A decisão surge numa altura em que a antiga colónia britânica caiu do 18.º para o 135.º lugar no índice de liberdade de imprensa publicado pelos Repórteres Sem Fronteiras (RSF) no espaço de 20 anos.
Em 2002, ano em que a classificação foi publicada pela primeira vez, o território era considerado um paraíso para a liberdade de expressão na Ásia.
A autocensura também se tornou mais proeminente durante a repressão política à dissidência. Em março, o governo da cidade promulgou outra nova lei de segurança que muitos jornalistas temem que possa restringir ainda mais a liberdade de imprensa.
O governo de Hong Kong insiste que a cidade ainda goza de liberdade de imprensa, conforme garantido pela sua miniconstituição.
Ataque generalizado à imprensa
Este caso é “sem dúvida um marco na repressão da liberdade de imprensa”, disse um ex-jornalista, falando sob condição de anonimato.
Já Beh Lih Yi, do Comité para a Proteção dos Jornalistas, a utilização desta “legislação arcaica (...) faz com que o sistema judicial pareça ridículo”.
“A decisão de hoje é a prova de que Hong Kong se está a afundar cada vez mais no autoritarismo e que não seguir a linha oficial pode levar qualquer pessoa à prisão”, afirmou.
A audiência contou com a presença de representantes de vários consulados, incluindo os dos Estados Unidos, Reino Unido, França e Austrália.
“Esta decisão corre o risco de prejudicar o intercâmbio pluralista de ideias e o livre fluxo de informações, dois pilares do sucesso económico de Hong Kong”, declarou a União Europeia.

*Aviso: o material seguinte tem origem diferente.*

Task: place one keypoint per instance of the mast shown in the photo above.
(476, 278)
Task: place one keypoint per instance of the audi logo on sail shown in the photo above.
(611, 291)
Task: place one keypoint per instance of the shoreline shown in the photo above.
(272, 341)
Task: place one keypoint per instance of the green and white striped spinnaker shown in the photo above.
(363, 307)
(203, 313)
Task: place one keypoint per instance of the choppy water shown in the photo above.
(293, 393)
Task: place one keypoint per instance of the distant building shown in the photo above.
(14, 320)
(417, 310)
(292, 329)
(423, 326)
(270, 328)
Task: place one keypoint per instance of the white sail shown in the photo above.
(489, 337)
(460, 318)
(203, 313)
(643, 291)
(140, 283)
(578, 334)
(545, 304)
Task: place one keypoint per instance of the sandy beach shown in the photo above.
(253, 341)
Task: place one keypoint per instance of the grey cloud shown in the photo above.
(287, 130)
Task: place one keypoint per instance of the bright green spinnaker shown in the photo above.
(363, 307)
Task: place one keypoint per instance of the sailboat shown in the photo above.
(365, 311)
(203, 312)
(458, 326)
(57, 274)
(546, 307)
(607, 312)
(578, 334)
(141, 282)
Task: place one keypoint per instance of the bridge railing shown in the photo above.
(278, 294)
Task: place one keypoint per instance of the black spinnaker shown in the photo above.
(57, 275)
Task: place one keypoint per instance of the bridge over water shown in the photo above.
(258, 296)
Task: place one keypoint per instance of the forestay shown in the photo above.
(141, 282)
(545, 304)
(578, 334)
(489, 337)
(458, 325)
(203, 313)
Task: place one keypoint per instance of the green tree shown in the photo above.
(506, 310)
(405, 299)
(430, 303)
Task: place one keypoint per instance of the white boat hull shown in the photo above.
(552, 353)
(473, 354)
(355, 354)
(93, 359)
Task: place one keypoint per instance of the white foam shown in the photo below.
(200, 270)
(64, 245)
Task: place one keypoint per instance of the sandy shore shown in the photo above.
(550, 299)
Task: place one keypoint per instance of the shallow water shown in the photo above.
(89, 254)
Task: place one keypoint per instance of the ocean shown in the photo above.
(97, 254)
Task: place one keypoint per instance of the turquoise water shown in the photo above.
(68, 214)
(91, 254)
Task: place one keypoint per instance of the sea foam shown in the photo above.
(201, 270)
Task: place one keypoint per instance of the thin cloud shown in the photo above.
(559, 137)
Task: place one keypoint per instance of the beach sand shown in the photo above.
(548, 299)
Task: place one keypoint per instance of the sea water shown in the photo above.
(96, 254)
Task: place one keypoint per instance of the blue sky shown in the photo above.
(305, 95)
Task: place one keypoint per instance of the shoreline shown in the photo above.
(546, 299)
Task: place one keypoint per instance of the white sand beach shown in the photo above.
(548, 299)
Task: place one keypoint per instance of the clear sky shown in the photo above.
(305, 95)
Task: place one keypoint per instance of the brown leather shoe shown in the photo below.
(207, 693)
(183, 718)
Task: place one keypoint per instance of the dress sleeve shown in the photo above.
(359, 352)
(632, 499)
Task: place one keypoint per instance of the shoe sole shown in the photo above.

Em comunicado, a porta-voz do Serviço de Ação Externa da União Europeia, Nabila Massarali, considera que “esta condenação é mais um sinal do enfraquecimento da liberdade de imprensa, um direito fundamental que está inscrito na Lei Fundamental de Hong Kong”
Hong Kong: the District Court found Chung Pui-kuen and Lam Shiu-tung of #StandNews guilty of conspiring to publish and reproduce ‘seditious’ material.
— Nabila Massrali (@NabilaEUspox) August 29, 2024
This latest conviction is yet another sign of the dwindling space for press freedom.
Full statement👇 https://t.co/mMglpGDeHV
“A UE apela às autoridades de Hong Kong que reponham a liberdade de imprensa no território e que parem de perseguir jornalistas. A preservação dos media livres, independentes e pluralistas é vital para sociedades resilientes e saudáveis”, completou.
Também o porta-voz do Departamento de Estado norte-americano, Matthew Miller, criticou a “condenação dos editores do Stand News por sedição é um ataque direto à liberdade dos meios de comunicação social e mina a reputação internacional de abertura de que Hong Kong já gozou”.
“Apelamos a Pequim e às autoridades de Hong Kong para que restabeleçam e defendam os direitos garantidos pela Lei Básica”, acrescentou Matthew Miller no X.The conviction of Stand News editors for sedition is a direct attack on media freedom and undermines Hong Kong’s once-proud international reputation for openness. We urge Beijing and Hong Kong authorities to restore and uphold rights guaranteed in the Basic Law.